While a number of studies have shown high reproducibility of global or whole-slice strain for multiple CMR strain imaging methods including feature tracking [9, 10], conventional tissue tagging [10, 11], harmonic phase (HARP) imaging [12], strain-encoded imaging (SENC) [10, 13], and displacement encoding with stimulated echoes (DENSE) [11, 14, 15], achieving highly reproducible results for segmental strain is more challenging. For example, it has been shown that the reproducibility of segmental strain assessed using feature tracking is in the fair-poor range [16,17,18,19,20]. Previously, two single-center studies reported that DENSE at 1.5 T provides highly reproducible measurements of segmental end-systolic circumferential shortening (Ecc) in healthy subjects [15, 21], and another 1.5 T study showed excellent intra-observer and inter-observer reproducibility of DENSE segmental Ecc in myocardial infarction patients [22]. The study by Lin et al. [21] in particular showed excellent reproducibility at one center of DENSE for different image acquisition sessions (inter-session reproducibility), the same user performing image analysis at different times (intra-user reproducibility), and for different users performing image analysis (inter-user reproducibility). Recent improvements to DENSE include the use of outer volume suppression and optimization of parameters for 3 T [23]. The present study sought to evaluate the reproducibility of 3 T DENSE at multiple centers, for multiple analysts (including human analysts at the same and different centers and analysis by fully-automated deep learning), and for successive scans in healthy subjects and in patients with heart disease, with a particular focus on segmental Ecc.

Materials and methods

Study sites and subjects

Six centers participated in this study (St. Francis Hospital, New York, USA; the Royal Brompton Hospital, London, UK; Stanford University, Palo Alto, USA; University Hospital, Saint-Etienne, France; Emory University, Atlanta, USA; and the University of Virginia, Charlottesville, USA). All sites had prior experience with cardiac cine DENSE imaging. A total of 81 subjects participated, including 60 healthy subjects and 21 heart disease patients (Table 1). The patient group included subjects with (a) heart failure with left bundle branch block (n = 9), (b) ischemic heart disease (n = 3), (c) amyloidosis (n = 4), (d) cardiomyopathy (n = 3), atrial fibrillation (n = 1), and hypertension (n = 1). Only adults > 18 years were included, and subjects with CMR contraindications (e.g., implantable devices, cerebral aneurysm clips, cochlear implants etc.) were excluded. Additional exclusion criteria for the healthy control group included a history of cardiovascular disease, hypertension and smoking. All CMR studies were performed in accordance with each site’s protocols that were approved by their respective institutional review boards for research involving human subjects, and all subjects provided informed consent. All CMR was performed using 3 T CMR scanners (MAGNETOM Prisma or Skyra, Siemens Healthineers, Erlangen, Germany) with 4–32 channel phased-array radiofrequency coils.

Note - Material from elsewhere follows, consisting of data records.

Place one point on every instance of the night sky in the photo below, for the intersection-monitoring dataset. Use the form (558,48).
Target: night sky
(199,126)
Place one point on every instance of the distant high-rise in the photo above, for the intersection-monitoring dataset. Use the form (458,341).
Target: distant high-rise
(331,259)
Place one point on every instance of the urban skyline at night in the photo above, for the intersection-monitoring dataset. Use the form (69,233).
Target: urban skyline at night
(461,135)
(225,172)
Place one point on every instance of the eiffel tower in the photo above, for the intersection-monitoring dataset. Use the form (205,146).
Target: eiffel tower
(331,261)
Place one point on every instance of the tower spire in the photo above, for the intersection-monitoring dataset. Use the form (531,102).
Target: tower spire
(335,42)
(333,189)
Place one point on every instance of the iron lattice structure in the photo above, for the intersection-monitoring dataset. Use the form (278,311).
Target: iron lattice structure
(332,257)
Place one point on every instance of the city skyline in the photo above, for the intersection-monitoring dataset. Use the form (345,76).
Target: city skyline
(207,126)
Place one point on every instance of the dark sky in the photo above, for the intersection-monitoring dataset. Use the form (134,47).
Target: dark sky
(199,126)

Table 1 Description of Subjects

CMR protocol

For each subject, cine DENSE images were acquired in three short-axis planes at basal, mid-ventricular and apical levels, and in the four-chamber long-axis view. Short-axis cine balanced steady-state free precession (bSSFP) images covering the left ventricle (LV) were also acquired for all subjects for the quantification of LV end diastolic volume (LVEDV), LV end systolic volume (LVESV), and LV ejection fraction (LVEF). Healthy subjects did not receive gadolinium. For patients undergoing clinical exams, DENSE imaging was completed prior to administration of gadolinium. A standardized spiral cine DENSE [24] acquisition protocol with outer volume suppression [23] was used with the following parameters: slice thickness = 8 mm, TR = 15 ms, TE = 1.26 ms, temporal resolution of 15 ms (with view sharing), pixel size = 3.4 × 3.4 mm2, FOV = 200 mm2, region of signal generation = 120 × 120 mm2, 2D in-plane displacement encoding using the simple three-point method [25, 26], displacement-encoding frequency = 0.1 cycles/mm, ramped flip angle with final flip angle of 15°, fat suppression, and a total of 4 spiral interleaves with 2 interleaves acquired per heartbeat. Each cine DENSE acquisition was performed during end-expiratory breath holding over 14 cardiac cycles, which consisted of 12 cardiac cycles for acquiring DENSE data and 2 cardiac cycles to acquire B0 field map data which was used to correct the spiral data for off-resonance, assuming a linear variation in B0 across the field of view. The cine bSSFP protocol was not standardized among the participating sites.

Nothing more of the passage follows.